Restricting access to birth control and abortion is one of the most effective ways to stymy women’s successes and freedoms. Today, the average American woman gets married at 26, at which point she has had close to a decade of sexual experiences. All around the world, the age of sexual initiation is more or less the same—in one’s mid to late teens. The question isn’t whether and when young people have sex; it’s whether sex leads to pregnancy and childbearing, and then whether having a child derails women’s life plans and goals. On an individual level, there are some young women who are able to give birth young and still stay on an upwardly mobile path—graduating high school, going to college, getting a job. But that’s not the norm. More often, early childbearing means it’s all the harder to stay in school and later to have the freedom to pursue whatever one wants. These are burdens that have always fallen on young women, while young men have remained at liberty to move up in the world.
Certainly if young women choose to have and continue pregnancies, they should not only have that right, but should also have the kind of social support that will allow them to parent and to stay afloat—social support programs that, notably, anti-abortion Republicans routinely try to cut.The plan, again, isn’t to make parenthood easier or to make motherhood safer. It’s to keep women constrained into a role conservative lawmakers have decided is better for them, against all the evidence provided by women themselves. Look around: When you offer women options and freedoms, they take them. And many women know better than anyone that birth control—and abortion access, if that birth control fails—are what offer them financial security, the future they strive for, and the family they want to build.
Because very little of the broader anti-abortion view is politically convenient, you see anti-abortion groups falling back on the claim that fertilized eggs are people and abortion is murder. Which brings us back to Donald Trump.
If anti-abortion advocates sincerely believe abortion is murder, they should also say that women have to be punished for it. If a fetus is the same as a 5-year-old, then a woman who ends a pregnancy should be just as guilty of murder as a woman who pays a hit man to kill her kindergartener. Claiming ignorance that murder was murder wouldn’t work.
It’s an ugly thought, and it’s electorally and socially unpopular, and that’s why some of them don’t say it out loud; others realize that while they may find abortion morally wrong, they don’t in their heart of hearts believe removing an embryo from a woman’s body is the same as slaughtering a 5-year-old.

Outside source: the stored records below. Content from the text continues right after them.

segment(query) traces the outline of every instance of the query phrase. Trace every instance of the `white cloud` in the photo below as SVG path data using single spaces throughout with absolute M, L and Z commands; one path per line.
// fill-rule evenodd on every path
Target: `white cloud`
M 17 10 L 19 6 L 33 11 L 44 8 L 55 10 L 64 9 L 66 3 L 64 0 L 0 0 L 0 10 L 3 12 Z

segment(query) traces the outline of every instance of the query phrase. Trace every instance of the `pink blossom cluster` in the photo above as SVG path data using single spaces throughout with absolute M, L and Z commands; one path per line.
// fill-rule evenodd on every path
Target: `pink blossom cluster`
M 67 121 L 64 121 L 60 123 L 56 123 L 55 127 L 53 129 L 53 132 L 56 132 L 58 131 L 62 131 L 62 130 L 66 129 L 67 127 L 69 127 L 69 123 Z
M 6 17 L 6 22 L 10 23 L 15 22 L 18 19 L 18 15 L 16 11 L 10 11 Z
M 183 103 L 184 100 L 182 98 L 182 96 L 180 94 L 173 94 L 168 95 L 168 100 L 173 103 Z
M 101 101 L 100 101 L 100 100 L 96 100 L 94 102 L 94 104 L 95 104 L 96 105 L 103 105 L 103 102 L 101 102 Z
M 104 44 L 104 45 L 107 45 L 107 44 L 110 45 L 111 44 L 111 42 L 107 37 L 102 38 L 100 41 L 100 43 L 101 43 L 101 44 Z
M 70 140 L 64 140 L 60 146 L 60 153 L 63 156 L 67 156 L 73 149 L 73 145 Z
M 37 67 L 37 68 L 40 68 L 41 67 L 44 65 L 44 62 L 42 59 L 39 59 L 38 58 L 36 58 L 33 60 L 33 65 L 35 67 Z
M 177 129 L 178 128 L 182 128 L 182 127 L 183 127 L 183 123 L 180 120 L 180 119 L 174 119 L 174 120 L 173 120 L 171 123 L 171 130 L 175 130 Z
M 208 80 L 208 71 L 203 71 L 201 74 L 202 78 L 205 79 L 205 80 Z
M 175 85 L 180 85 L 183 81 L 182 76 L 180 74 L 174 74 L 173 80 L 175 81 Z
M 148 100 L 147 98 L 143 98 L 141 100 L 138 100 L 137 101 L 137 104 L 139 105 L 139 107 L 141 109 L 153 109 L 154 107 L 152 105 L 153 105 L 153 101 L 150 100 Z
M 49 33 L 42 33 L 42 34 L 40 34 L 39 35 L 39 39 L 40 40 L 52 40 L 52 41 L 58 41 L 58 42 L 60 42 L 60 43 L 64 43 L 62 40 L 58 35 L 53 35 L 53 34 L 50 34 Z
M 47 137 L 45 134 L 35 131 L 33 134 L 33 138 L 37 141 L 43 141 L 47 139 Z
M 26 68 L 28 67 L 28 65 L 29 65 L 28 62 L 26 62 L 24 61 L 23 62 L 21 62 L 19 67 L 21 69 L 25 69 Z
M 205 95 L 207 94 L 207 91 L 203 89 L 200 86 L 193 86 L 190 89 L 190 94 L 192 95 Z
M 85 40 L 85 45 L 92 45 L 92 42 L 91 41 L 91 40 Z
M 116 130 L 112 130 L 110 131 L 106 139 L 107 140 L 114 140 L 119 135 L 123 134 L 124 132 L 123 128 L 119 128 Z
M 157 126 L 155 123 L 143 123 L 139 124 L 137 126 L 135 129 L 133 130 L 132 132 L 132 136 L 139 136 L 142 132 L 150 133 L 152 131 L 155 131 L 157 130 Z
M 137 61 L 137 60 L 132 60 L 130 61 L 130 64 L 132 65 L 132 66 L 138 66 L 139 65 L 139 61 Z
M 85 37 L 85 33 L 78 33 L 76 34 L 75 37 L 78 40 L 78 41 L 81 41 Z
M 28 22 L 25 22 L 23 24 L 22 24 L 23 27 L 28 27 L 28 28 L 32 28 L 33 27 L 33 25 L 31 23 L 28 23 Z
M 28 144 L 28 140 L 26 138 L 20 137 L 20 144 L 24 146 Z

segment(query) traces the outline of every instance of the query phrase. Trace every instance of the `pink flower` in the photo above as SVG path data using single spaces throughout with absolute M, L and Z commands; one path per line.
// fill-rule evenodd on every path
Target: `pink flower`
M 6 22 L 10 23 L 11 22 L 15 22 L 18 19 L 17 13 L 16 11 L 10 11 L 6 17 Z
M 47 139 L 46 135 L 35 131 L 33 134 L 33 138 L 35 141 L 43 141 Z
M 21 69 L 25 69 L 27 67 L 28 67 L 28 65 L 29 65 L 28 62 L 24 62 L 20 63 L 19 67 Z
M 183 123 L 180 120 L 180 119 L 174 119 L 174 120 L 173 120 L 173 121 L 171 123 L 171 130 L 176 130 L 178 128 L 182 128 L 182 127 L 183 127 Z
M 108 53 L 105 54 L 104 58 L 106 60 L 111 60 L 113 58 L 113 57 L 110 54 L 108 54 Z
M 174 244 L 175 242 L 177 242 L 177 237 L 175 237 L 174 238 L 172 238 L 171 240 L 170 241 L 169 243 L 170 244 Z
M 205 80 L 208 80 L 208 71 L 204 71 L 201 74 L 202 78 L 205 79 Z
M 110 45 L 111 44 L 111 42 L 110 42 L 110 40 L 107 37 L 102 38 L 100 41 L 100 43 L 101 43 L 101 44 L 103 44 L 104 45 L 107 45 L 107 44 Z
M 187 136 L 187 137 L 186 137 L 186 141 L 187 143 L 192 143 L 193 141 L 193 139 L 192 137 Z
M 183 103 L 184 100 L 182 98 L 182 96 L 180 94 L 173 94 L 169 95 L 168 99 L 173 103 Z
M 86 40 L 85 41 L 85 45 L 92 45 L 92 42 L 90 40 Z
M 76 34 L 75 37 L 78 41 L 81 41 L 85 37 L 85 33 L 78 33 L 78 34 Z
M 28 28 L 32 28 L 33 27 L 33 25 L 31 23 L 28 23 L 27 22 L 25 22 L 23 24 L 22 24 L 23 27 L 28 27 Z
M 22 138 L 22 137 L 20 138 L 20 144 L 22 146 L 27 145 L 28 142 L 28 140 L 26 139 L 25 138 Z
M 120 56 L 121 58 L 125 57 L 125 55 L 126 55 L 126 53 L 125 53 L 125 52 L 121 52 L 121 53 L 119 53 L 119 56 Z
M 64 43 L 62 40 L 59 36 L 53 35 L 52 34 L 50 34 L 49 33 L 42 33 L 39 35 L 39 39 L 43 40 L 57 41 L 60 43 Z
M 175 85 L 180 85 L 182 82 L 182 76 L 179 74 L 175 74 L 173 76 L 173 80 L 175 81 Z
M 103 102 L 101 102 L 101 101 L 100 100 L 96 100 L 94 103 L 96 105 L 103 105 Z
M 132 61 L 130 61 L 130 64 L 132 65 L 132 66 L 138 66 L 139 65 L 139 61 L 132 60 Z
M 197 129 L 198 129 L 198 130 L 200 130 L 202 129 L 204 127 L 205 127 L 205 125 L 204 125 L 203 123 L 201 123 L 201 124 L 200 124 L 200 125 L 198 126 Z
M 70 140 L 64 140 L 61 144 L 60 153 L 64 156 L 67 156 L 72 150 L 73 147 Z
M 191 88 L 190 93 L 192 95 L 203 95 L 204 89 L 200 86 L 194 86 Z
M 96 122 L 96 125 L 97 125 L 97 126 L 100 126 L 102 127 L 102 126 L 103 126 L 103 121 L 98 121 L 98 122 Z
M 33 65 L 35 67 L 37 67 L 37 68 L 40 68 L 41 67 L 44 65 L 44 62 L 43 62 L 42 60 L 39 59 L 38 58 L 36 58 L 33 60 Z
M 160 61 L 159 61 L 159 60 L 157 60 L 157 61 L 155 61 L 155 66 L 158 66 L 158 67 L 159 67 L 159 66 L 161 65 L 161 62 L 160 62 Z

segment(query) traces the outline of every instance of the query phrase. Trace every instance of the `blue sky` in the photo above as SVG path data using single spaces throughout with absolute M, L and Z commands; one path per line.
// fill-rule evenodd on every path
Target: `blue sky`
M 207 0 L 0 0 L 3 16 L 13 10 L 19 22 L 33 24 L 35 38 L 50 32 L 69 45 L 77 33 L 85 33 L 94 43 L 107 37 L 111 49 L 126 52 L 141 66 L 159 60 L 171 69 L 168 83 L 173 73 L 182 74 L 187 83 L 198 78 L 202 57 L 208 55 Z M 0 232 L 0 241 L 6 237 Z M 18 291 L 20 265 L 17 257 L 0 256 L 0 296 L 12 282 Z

But start making those kinds of distinctions and the whole case against abortion falls apart.
The outrageous thing isn’t Donald Trump’s original comment. It’s that so few in the mainstream political establishment have bothered to interrogate the reality of the anti-abortion position and its stranglehold on Republican Party policies. When you do, you see that punishing women for making their own reproductive choices isn’t a defective, offensive answer. It’s the entire plan.